Elle l’avait enre­gis­trée il y a vingt-cinq ans, mais l’image apporte beau­coup à son jeu qui montre recueille­ment et séré­ni­té, mais aus­si vie, liber­té et émo­tions. Les spec­ta­teurs du DVD sont natu­rel­le­ment ins­tal­lés bien plus confor­ta­ble­ment que le public de l’église Saint-Tho­mas, en cette soi­rée des Bach­fest 2014.

Le concert est très bien fil­mé, avec de nom­breuses prises de vue issues en fait des répé­ti­tions ce qui per­met des plans au plus près des mains, du cla­vier, du visage de l’artiste. Et l’on voit la tombe du com­po­si­teur, deux mètres der­rière le Steinway.

On ne peut évo­quer les Varia­tions Gold­berg sans par­ler de Glenn Gould qui les a popu­la­ri­sées, grâce à sa per­son­na­li­té, à son sens de la com­mu­ni­ca­tion, et sur­tout à ses enre­gis­tre­ments, celui qui l’a ren­du célèbre en 1955, son der­nier enre­gis­tre­ment en 1981, et l’enregistrement vidéo sidé­rant, imman­quable, de 1981 éga­le­ment (les trois chez Sony).

Le DVD de Zhu Xiao-Mei est jus­te­ment à l’opposé. Ici rien de méca­nique ni d’« impres­sion­nant », tout est en sou­plesse, en liber­té, et dans des condi­tions tech­niques, son et images, irré­pro­chables. Un très beau moment d’émotion.

En bonus, le film de notre cama­rade Michel Mol­lard sur Zhu Xiao-Mei et sur les Gold­berg, Le retour est le mou­ve­ment du Tao.
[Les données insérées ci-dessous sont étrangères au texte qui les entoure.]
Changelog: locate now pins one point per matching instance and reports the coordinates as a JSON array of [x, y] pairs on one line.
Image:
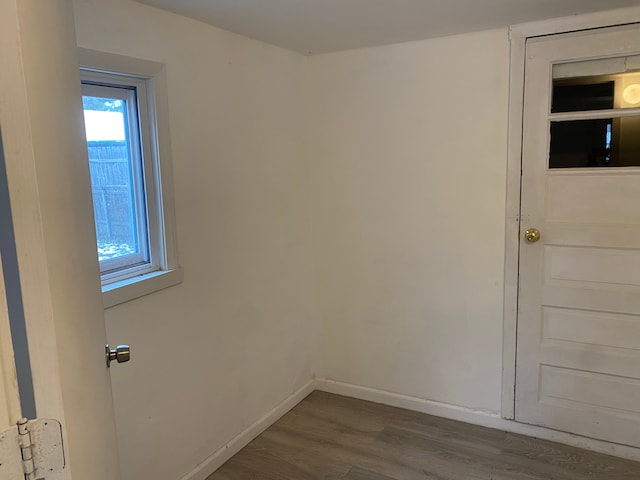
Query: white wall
[[214, 354], [394, 158], [408, 164]]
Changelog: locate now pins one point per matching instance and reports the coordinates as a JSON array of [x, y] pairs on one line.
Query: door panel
[[578, 359], [9, 399]]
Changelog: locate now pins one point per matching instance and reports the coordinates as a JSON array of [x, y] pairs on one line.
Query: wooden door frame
[[518, 35]]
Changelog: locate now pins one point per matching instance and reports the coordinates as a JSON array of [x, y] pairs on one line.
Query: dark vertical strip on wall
[[14, 295]]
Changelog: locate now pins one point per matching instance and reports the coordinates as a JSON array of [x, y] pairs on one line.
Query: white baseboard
[[219, 457], [430, 407], [476, 417]]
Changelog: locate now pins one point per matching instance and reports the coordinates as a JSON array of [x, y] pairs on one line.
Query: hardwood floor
[[330, 437]]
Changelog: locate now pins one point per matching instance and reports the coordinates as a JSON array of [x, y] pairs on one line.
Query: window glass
[[115, 161], [582, 134]]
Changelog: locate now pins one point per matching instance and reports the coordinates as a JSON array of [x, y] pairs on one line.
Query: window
[[129, 179]]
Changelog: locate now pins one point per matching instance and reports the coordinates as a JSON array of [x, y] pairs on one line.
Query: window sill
[[126, 290]]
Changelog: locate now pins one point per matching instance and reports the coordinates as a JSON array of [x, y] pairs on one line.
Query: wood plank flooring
[[329, 437]]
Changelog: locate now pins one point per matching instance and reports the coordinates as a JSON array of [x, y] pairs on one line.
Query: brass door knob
[[532, 235], [121, 354]]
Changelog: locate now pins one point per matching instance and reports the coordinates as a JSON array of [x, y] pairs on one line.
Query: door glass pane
[[610, 142], [596, 92], [112, 178]]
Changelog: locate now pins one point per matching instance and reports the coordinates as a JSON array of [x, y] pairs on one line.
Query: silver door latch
[[121, 354]]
On y trouve le paral­lèle fait par l’artiste entre Bach et Lao-Tseu, dont l’esprit contem­pla­tif est par­fai­te­ment rendu.
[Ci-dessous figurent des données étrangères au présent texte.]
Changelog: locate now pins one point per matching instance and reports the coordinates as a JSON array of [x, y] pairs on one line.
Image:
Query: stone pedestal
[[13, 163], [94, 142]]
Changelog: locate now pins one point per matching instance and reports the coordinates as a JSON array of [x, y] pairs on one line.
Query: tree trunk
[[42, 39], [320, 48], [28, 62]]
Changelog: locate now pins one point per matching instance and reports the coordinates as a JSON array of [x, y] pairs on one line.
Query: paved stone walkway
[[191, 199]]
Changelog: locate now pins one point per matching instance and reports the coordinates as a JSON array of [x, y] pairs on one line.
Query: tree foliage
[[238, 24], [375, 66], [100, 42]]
Le début très lent, com­men­çant dans ce silence très cher à Zhu Xiao-Mei, per­met de péné­trer dans cet uni­vers de séré­ni­té bien loin de notre monde tré­pi­dant et connec­té. « Le Tao est à l’univers ce que les rivières sont à la mer » dit la phi­lo­so­phie taoïste.

Le film ter­mine par les mêmes images de rivières des Alpes qu’au début, comme la simple Aria des Varia­tions Gold­berg revient après une heure vingt de varia­tions toutes plus riches les unes que les autres.

Car le retour est le mou­ve­ment du Tao.